Existing home sales declined in August for the second month in succession, according to the National Association of Realtors in a new report issued Thursday. The NAR blamed low inventories and rising home prices for the decline, noting that the Northeast – an area where inventory levels are significantly higher – was the only region to see an increase in sales.
“Hopes of a meaningful sales breakthrough as a result of this summer’s historically low mortgage rates failed to materialize because supply and affordability restrictions continue to keep too many would-be buyers on the sidelines,” explained Lawrence Yun, NAR’s chief economist, in a statement.
The NAR’s figures show that existing home sales fell by 0.9 percent in August to a seasonally adjusted annual rate of 5.33 million, which puts sales at the second lowest pace of the year. Nonetheless, one encouraging sign is that sales are still up 0.8 percent compared to August 2015, which saw 5.29 million total sales.
According to Yun, the healthy labor market in most parts of the country should’ve led to more demand for home purchases. But unfortunately, “sales in a majority of the country have inched backwards because inventory isn’t picking up to tame price growth and replace what’s being quickly sold,” Yun said.
Crunching the numbers
The NAR’s latest report found that the median existing-home price for all housing types stood at $240,200, a 5.1 percent increase from one year ago – a statistic which strongly suggests more people are being priced out of the market. The report also found that the average home spends 36 days on the market before being sold, compared to 47 days one year ago – no doubt due to the limited inventory in many parts of the country.
Another key finding was that all-cash sales made up 22 percent of all transactions in August, the same as one year ago. The bulk of cash sales were completed by individual investors, who snapped up 13 percent of all homes in August, compared to just 12 percent in August 2015.
The report also shows that distressed sales continue to decline. Foreclosed homes and short sales made up five percent of all August sales, compared to seven percent one year before. Foreclosures tended to sell for an average discount of 12 percent below market value in August, while short sales were discounted 14 percent.

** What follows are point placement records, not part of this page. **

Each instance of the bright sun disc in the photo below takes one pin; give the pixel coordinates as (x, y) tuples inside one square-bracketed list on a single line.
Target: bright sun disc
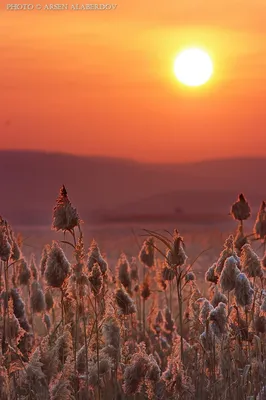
[(193, 67)]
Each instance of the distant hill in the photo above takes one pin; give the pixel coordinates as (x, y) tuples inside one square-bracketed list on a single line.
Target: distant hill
[(98, 186)]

Last but not least, the NAR’s statistics show that total housing inventory fell by 3.3 percent to just 2.04 million existing homes on the market by the end of August. That’s a shocking 10.1 percent decrease from the same month last year, when 2.27 million homes were listed on the market. Currently, the NAR reckons we have a 4.6 month supply of homes for sale at the current pace.
All in all the report spells bad news for the real estate industry, something that’s deeply worrying for the NAR’s Yun.
“It’s very concerning to see that inventory conditions not only show no signs of improving but have actually worsened in recent months from their already suppressed levels a year ago,” Yun said. “Without more supply, the U.S. home ownership rate will remain near 50-year lows.”